!Series and Circuit Questions : please help asap!

[dradis45]

im really baffled by these questions, im woefully horrible at physics, please help me...
1. Prove that when n identical resistors of resistance R are connected in parallel the equivalent resistance is R/n.

2. A piece of copper wire of resistance R is cut into 3 equal parts. When these 3 parts are connected in parallel, what is the resistance of the combination?

3. Say you have a series and parallel circuit. Resistors 2 and 3 are parallel to each other. Resistor 1 is in series with them. When you increase the resistance of 3, what happens to current and voltage values?

Thanks!

---

Members don't see this ad.

 

[Phlame217]

just use the formulas:

Parallel is 1/Req = 1/R1 + 1/R2 .... etc
Series is Req = r1 + r2 ... etc

So number 1:
Simply apply parallel formula

2:
apply formula again

3:
apply forumlas (first parallel to reduce two resistors to one and then series) to see change in resistances

 

[Phlame217]

one additional formula you may need is V = IR for the last problem

 

[physics junkie]

1/Req = 1/R_1 + 1/R_2

After you convert this to the harmonic mean equation you get:

Req = R_1*R_2/ (R_1+R_2)
If R_1 = R_2 and 'n' = # of identical resistors then you have

R_1^n / n*(R_1)

Obviously here you can divide the R_1 in the denominator by R_1^n in the numerator to get: R_1^(n-1)/n.

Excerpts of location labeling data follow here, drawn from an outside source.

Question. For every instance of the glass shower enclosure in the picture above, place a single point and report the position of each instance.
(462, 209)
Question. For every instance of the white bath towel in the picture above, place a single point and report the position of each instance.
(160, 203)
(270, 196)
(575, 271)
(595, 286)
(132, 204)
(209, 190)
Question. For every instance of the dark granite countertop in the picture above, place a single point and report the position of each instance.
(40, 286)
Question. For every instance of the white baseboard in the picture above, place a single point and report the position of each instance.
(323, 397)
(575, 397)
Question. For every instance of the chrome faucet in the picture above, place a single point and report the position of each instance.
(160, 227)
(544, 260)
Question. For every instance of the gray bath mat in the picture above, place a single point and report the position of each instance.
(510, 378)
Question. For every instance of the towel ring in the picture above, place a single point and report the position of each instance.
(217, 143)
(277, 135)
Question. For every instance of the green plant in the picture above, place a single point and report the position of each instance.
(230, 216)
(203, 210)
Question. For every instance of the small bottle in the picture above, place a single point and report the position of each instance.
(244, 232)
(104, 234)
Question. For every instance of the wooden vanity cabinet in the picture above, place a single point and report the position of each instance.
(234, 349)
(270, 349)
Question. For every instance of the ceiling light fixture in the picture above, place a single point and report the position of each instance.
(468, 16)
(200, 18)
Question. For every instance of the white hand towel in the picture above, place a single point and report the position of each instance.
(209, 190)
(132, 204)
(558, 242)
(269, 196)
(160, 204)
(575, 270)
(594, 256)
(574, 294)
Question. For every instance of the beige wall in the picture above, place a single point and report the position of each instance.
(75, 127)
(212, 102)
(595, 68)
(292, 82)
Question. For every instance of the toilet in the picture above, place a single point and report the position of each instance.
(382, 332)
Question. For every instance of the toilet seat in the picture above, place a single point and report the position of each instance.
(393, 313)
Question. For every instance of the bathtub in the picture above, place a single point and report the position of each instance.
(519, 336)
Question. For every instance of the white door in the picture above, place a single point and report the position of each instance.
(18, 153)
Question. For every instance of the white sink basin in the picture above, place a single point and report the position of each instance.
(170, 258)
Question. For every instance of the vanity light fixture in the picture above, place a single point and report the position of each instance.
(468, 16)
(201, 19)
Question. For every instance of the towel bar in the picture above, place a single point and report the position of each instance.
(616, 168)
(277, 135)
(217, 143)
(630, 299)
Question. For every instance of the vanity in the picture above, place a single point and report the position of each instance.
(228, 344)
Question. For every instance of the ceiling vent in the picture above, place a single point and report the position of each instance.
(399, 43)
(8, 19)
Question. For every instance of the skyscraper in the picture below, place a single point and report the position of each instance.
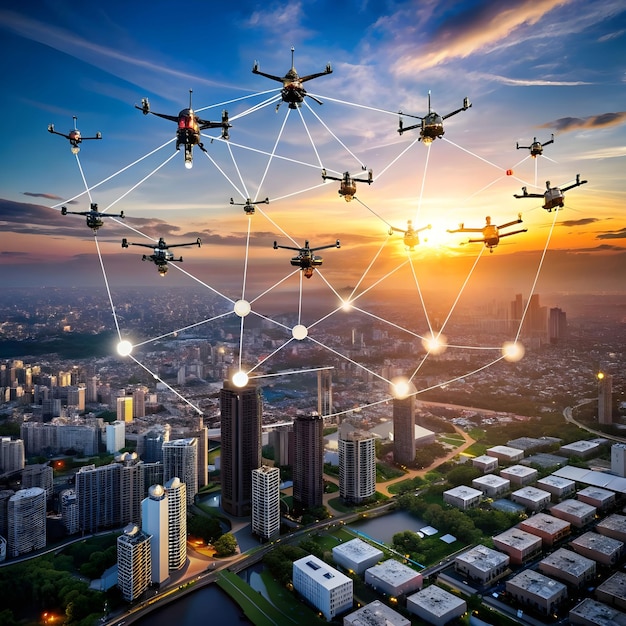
(180, 460)
(308, 464)
(357, 464)
(266, 502)
(404, 430)
(241, 411)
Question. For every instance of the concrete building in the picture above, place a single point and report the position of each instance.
(393, 578)
(436, 606)
(485, 463)
(505, 454)
(532, 498)
(491, 485)
(481, 564)
(26, 521)
(560, 488)
(326, 588)
(356, 555)
(613, 526)
(612, 591)
(578, 514)
(375, 614)
(590, 612)
(133, 562)
(241, 410)
(519, 475)
(550, 529)
(602, 499)
(266, 502)
(603, 550)
(569, 567)
(463, 497)
(518, 544)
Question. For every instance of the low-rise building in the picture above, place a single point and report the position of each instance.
(550, 529)
(578, 514)
(463, 497)
(393, 578)
(604, 550)
(375, 614)
(533, 589)
(520, 475)
(436, 606)
(571, 568)
(518, 544)
(560, 488)
(532, 498)
(482, 564)
(613, 590)
(356, 555)
(491, 485)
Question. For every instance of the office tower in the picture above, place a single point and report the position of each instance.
(98, 496)
(124, 409)
(605, 398)
(266, 502)
(69, 510)
(557, 325)
(133, 562)
(241, 411)
(308, 463)
(154, 522)
(177, 529)
(116, 436)
(180, 459)
(404, 430)
(26, 516)
(357, 464)
(325, 392)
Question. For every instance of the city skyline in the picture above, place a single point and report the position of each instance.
(97, 63)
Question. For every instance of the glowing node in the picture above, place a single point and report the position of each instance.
(240, 379)
(435, 344)
(124, 348)
(299, 332)
(512, 351)
(242, 308)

My only mistake might have been with the generalization of R_1*R_2 = R_1^n but I'm sure you could figure that out. I'm approaching this as you are a math/physics major since you are asking for a proof and this is probably not an MCAT question. That's why you get to fill in the details

Proof by induction will do fine. Assume it is true for k and then prove it for k+1.

Edit: Oops, just realized you need it generalized for 'n' resistors and I only did it for two. What you could do is realize that all you have to do to get your new resistance by adding another resistor is consider the two resistors a single resistor(with their combined equivalent resistance) and then use the formula again. Or what I would do is just look up the derivation of the harmonic mean.